Coal of Africa Limited (CoAL) expects to resume coal exports through the Matola terminal in Maputo from next month, after damage to the railway line serving the Mozambican port cut off access in February.
“Transnet Freight Rail confirmed that the Matola railway line was reopened on April 19, and the company expects to re-commence the export of coal in May,” John Wallington, the outgoing chief executive, said yesterday in a production statement for the quarter to March.
CoAL declared force majeure, which removes liability for non-delivery resulting from natural catastrophes, at the Mooiplaats, Woestalleen and Vele collieries in February, after a bridge on the railway line to the Matola terminal in Maputo collapsed because of a train derailment and all rail traffic to the port was suspended.

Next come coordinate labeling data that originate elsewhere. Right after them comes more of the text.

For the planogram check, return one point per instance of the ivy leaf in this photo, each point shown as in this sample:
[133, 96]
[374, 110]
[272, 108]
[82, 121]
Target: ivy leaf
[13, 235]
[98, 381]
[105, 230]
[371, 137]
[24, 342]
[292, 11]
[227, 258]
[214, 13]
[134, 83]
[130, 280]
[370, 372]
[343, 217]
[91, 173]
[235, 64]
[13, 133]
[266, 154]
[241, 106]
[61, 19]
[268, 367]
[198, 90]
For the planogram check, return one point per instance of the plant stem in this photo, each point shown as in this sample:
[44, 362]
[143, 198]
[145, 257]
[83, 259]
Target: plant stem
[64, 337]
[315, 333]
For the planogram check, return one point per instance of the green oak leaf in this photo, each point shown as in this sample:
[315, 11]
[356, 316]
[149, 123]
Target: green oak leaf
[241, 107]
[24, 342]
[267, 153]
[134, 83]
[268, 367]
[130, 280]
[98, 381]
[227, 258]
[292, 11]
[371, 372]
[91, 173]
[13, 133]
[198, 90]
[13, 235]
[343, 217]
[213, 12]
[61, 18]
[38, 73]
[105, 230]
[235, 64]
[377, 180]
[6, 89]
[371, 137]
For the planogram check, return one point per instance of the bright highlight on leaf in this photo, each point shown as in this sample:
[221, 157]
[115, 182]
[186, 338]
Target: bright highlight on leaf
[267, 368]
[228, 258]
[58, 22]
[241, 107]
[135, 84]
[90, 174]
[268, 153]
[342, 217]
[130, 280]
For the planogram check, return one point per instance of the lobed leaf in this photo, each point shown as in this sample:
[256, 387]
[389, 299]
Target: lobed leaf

“CoAL has implemented measures at these operations to mitigate the commercial and operational impact of the force majeure and is in the process of compiling a business interruption insurance claim,” Wallington said.

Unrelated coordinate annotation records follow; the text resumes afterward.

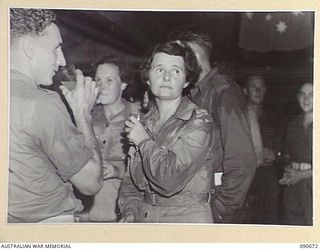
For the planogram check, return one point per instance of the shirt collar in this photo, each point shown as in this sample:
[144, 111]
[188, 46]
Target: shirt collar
[183, 112]
[16, 75]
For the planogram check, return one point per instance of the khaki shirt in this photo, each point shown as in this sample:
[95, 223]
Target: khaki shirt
[175, 164]
[46, 150]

The derailment caused export sales from the Matola terminal to fall by 34 percent to 271 069 tons in the first quarter from 411 292 tons in the previous quarter.

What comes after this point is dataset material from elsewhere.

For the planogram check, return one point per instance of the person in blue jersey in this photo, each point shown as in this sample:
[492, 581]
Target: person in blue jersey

Overall production at CoAL slumped 21 percent as a result of the derailment in Mozambique, combined with flooding in Limpopo, which halted production at the Vele coking and thermal coal colliery for three weeks.
Run of mine coal production in the quarter to March fell to 911 563 tons, from 1.15 million tons in the previous quarter.
JSE- and Australian-listed CoAL is a small coal producer that exports coal to Europe and Asia, and meets domestic demand from Eskom for low grade thermal coal. Between July last year and the end of March, CoAL has supplied 762 121 tons to Eskom.
CoAL is planning to restructure or sell its loss-making Woestalleen and Mooiplaats collieries. The Vele and Makhado collieries will remain in its portfolio.
A divestment of the coal assets meant CoAL would prevent an environmental and closure liability, Hunter Hillcoat at Investment Bank of Australia said yesterday.
“CoAL is hoping to divest its thermal coal assets, but the million dollar question is whether it will get anything” for them, he said. “They require a substantial injection of capital if they are to realise the value of their assets.”
Recently Beijing Haohua Energy Resource subscribed for $100 million (R910m) CoAL shares, through its subsidiary Haohua Energy International. But the business still requires additional funding and is consulting with financial institutions to secure short- and long-term debt facilities, according to the report.
The shares lost 4.19 percent to close at R1.60 yesterday.